Elements computational statistics pdf




















Computational inference is based on an approach to statistical methods that uses modern computational power to simulate distributional properties of estimators and test statistics. This book describes computationally intensive statistical methods in a unified presentation, emphasizing techniques, such as the PDF decomposition, that arise in a wide range of methods.

This book describes an interactive statistical computing environment called 1 XploRe. As the name suggests, support for exploratory statistical analysis is given by a variety of computational tools. XploRe is a matrix-oriented statistical language with a comprehensive set of basic statistical operations that provides highly interactive graphics, as well as a programming environ ment for user-written macros; it offers hard-wired smoothing procedures for effective high-dimensional data analysis.

Its highly dynamic graphic capa bilities make it possible to construct student-level front ends for teaching basic elements of statistics. Hot keys make it an easy-to-use computing environment for statistical analysis. The primary objective of this book is to show how the XploRe system can be used as an effective computing environment for a large number of statistical tasks. The computing tasks we consider range from basic data matrix manipulations to interactive customizing of graphs and dynamic fit ting of high-dimensional statistical models.

The XploRe language is similar to other statistical languages and offers an interactive help system that can be extended to user-written algorithms. The language is intuitive and read ers with access to other systems can, without major difficulty, reproduce the examples presented here and use them as a basis for further investigation.

Numerical analysis is the study of computation and its accuracy, stability and often its implementation on a computer. This book focuses on the principles of numerical analysis and is intended to equip those readers who use statistics to craft their own software and to understand the advantages and disadvantages of different numerical methods.

Author : Wendy L. Martinez,Angel R. With a strong, practical focus on implementing the methods, the authors include algorithmic descriptions of the procedures as well as. Cram Just the FACTS studyguides gives all of the outlines, highlights, and quizzes for your textbook with optional online comprehensive practice tests. Only Cram is Textbook Specific. Accompanies: This item is printed on demand.

During the past decade there has been an explosion in computation and information technology. With it have come vast amounts of data in a variety of fields such as medicine, biology, finance, and marketing. The challenge of understanding these data has led to the development of new tools in the field of statistics, and spawned new areas such as data mining, machine learning, and bioinformatics. Many of these tools have common underpinnings but are often expressed with different terminology.

This book describes the important ideas in these areas in a common conceptual framework. While the approach is statistical, the emphasis is on concepts rather than mathematics.

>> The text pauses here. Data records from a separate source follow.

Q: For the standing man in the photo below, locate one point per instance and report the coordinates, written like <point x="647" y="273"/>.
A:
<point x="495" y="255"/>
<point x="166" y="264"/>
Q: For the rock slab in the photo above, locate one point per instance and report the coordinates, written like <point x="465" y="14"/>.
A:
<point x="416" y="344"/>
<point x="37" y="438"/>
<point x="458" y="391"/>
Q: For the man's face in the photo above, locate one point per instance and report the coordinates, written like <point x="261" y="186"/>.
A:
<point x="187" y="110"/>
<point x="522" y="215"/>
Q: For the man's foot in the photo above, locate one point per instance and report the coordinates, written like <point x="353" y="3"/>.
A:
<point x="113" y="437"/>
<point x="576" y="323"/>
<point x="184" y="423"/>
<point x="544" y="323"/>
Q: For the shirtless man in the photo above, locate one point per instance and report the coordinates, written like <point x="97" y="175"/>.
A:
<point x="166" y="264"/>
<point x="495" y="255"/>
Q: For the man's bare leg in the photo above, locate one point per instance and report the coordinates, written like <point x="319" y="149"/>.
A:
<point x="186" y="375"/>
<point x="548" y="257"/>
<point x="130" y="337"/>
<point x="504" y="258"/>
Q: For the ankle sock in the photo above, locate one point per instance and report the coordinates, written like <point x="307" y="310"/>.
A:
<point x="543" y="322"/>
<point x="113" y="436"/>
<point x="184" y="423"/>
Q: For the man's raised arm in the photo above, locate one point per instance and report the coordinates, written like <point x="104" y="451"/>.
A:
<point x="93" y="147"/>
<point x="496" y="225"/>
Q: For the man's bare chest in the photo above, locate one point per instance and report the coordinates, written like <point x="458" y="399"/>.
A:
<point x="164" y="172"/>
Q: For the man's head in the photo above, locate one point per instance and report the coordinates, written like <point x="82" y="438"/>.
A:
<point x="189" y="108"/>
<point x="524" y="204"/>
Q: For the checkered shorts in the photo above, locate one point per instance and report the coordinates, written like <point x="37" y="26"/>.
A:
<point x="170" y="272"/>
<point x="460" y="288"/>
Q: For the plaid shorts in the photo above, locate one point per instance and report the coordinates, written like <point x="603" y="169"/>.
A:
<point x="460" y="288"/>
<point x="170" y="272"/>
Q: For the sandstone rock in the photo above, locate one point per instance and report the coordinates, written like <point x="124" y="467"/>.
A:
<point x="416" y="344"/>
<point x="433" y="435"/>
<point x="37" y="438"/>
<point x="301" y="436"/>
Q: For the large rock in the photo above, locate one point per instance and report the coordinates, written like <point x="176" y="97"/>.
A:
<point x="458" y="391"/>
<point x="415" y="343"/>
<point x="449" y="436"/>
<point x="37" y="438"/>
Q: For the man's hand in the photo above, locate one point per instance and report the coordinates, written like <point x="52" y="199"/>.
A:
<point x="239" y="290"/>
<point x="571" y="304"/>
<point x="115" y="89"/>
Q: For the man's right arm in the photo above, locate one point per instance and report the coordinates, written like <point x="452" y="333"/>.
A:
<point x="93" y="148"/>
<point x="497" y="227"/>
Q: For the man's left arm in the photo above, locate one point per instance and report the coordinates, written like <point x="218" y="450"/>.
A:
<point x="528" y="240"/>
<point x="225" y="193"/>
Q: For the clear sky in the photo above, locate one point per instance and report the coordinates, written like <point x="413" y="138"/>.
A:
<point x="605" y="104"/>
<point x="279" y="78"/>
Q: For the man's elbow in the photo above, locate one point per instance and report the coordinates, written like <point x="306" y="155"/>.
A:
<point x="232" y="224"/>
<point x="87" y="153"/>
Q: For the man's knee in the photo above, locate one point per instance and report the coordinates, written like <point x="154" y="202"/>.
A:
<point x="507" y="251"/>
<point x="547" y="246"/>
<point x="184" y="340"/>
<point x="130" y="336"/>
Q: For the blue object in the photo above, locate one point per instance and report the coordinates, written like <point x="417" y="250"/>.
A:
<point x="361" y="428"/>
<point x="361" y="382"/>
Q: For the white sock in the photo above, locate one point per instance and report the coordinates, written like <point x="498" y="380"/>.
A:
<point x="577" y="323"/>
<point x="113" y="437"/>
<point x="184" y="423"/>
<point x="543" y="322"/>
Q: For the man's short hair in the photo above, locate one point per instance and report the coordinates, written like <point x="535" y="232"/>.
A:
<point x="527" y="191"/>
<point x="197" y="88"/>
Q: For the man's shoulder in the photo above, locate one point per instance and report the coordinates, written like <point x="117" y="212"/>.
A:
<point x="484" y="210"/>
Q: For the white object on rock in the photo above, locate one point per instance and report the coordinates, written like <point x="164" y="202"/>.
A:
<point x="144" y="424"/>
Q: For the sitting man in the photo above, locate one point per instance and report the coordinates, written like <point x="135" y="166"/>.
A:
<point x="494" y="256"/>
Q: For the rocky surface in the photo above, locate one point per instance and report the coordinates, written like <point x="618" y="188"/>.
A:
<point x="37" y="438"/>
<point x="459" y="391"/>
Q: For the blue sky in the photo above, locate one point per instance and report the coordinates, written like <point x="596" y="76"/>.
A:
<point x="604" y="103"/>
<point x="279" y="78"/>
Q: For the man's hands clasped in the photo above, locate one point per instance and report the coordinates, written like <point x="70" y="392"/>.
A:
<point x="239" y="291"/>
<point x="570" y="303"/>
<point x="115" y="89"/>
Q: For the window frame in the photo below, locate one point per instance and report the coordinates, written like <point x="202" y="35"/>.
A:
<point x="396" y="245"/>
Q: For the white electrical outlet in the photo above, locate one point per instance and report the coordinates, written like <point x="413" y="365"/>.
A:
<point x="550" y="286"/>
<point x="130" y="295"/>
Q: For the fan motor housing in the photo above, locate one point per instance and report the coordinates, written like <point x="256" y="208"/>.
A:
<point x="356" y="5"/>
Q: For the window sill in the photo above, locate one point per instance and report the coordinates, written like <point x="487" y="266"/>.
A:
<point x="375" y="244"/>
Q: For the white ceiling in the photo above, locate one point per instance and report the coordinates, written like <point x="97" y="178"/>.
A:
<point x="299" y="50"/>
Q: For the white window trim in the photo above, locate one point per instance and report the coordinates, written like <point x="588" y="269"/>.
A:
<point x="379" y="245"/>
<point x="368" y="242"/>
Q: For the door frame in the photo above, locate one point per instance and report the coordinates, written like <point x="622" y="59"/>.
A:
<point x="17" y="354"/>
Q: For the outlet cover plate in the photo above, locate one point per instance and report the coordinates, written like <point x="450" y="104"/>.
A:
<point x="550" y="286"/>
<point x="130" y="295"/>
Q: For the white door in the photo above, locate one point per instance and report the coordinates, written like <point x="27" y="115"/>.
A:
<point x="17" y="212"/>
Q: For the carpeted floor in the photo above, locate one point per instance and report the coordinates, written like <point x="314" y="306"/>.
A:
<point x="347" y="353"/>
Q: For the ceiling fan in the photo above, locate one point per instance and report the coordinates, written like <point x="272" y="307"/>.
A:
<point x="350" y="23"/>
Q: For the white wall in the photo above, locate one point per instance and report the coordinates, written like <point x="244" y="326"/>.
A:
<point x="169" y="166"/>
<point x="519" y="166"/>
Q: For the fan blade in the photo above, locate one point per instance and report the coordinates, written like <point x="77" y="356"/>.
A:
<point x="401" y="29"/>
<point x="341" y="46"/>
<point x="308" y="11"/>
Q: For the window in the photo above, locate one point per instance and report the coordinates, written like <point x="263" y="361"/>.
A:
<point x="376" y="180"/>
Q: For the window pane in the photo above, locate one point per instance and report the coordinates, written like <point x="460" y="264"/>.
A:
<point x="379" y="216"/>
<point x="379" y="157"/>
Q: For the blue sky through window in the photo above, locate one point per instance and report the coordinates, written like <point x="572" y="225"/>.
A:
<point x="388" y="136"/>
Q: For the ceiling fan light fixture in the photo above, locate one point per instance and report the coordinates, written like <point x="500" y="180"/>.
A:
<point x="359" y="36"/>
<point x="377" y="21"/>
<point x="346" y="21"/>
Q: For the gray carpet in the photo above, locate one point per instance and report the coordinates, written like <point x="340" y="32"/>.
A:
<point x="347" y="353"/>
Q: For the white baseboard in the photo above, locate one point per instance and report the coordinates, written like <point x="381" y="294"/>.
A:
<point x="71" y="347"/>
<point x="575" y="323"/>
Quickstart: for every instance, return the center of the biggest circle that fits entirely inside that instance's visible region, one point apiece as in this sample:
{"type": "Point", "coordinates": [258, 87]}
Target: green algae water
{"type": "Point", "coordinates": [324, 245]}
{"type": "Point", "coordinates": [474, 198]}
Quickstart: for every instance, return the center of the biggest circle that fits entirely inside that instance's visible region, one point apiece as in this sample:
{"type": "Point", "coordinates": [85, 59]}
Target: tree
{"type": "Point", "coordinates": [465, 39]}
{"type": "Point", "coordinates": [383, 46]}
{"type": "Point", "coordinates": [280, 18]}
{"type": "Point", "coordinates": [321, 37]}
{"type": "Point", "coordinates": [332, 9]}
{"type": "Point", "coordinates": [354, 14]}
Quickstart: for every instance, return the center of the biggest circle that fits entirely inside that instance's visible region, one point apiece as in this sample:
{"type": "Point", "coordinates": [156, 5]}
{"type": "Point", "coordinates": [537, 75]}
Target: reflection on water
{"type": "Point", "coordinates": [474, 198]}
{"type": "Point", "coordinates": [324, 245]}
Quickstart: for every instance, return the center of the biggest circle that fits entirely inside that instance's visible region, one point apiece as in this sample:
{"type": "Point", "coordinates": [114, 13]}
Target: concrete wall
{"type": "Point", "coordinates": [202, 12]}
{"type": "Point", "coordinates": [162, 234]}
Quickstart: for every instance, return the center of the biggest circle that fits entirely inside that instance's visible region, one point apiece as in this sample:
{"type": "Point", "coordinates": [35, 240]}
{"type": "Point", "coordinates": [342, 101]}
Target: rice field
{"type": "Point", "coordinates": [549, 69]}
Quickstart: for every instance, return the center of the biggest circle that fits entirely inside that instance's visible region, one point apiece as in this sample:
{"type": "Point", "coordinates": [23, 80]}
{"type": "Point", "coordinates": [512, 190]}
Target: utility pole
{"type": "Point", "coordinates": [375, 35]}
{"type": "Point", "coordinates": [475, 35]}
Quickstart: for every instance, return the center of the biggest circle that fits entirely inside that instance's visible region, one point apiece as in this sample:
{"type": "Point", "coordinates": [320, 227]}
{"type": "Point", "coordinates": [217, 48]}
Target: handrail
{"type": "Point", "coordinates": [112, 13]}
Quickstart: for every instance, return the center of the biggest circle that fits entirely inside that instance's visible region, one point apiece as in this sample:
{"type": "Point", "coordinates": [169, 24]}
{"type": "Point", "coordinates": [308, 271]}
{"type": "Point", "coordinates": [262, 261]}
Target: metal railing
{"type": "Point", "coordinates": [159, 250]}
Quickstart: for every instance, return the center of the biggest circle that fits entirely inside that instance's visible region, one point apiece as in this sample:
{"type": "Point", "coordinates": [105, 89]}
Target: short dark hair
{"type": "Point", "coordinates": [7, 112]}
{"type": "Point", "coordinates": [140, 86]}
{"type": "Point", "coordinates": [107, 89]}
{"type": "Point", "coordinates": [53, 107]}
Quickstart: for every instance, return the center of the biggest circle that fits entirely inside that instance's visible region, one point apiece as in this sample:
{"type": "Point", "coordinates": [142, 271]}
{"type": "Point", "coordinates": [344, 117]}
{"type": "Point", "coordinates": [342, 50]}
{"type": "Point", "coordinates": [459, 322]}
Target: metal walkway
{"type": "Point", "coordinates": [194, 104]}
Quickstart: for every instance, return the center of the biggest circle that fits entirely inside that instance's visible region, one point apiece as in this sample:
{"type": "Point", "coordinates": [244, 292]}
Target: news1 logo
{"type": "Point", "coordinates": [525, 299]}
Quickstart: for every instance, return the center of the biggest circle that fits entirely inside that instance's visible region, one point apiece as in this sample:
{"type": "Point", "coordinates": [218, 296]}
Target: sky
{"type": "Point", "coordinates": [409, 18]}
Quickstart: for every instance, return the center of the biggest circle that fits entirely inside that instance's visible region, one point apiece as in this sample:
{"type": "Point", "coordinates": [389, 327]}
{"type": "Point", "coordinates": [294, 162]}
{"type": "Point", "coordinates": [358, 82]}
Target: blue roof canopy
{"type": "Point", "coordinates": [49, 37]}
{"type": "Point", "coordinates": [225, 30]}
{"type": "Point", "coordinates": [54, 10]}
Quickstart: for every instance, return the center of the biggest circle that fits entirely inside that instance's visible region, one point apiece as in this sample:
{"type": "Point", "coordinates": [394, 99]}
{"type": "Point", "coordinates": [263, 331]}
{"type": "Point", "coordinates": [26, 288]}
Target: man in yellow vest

Many examples are given, with a liberal use of color graphics. It should be a valuable resource for statisticians and anyone interested in data mining in science or industry.

The many topics include neural networks, support vector machines, classification trees and boostingthe first comprehensive treatment of this topic in any book. They are prominent researchers in this area: Hastie and Tibshirani developed generalized additive models and wrote a popular book of that title. Tibshirani proposed the lasso and is co-author of the very successful An Introduction to the Bootstrap. This Bayesian modeling book is intended for practitioners and applied statisticians looking for a self-contained entry to computational Bayesian statistics.

Focusing on standard statistical models and backed up by discussed real datasets available from the book website, it provides an operational methodology for conducting Bayesian inference, rather than focusing on its theoretical justifications. Special attention is paid to the derivation of prior distributions in each case and specific reference solutions are given for each of the models.

Similarly, computational details are worked out to lead the reader towards an effective programming of the methods given in the book.

Jongbloed, Kwantitatieve Methoden, Issue 72B28, So, this … may be a good reference guide on the current state of statistics. The bibliography contains more than items and there are many WWW references in the text. Each chapter is accompanied by a good selection of challenging exercises …. Apart from its obvious use as a course text, this is a useful reference for any statistician who uses or wishes to use computationally intensive methods.

This is the third of a series …. I have enjoyed reading all of them. The bibliography alone makes it a valuable research tool …. Owen, Technometrics, Vol. Hand, Short Book Reviews, Vol. Skip to main content Skip to table of contents. Advertisement Hide. This service is more advanced with JavaScript available. Elements of Computational Statistics.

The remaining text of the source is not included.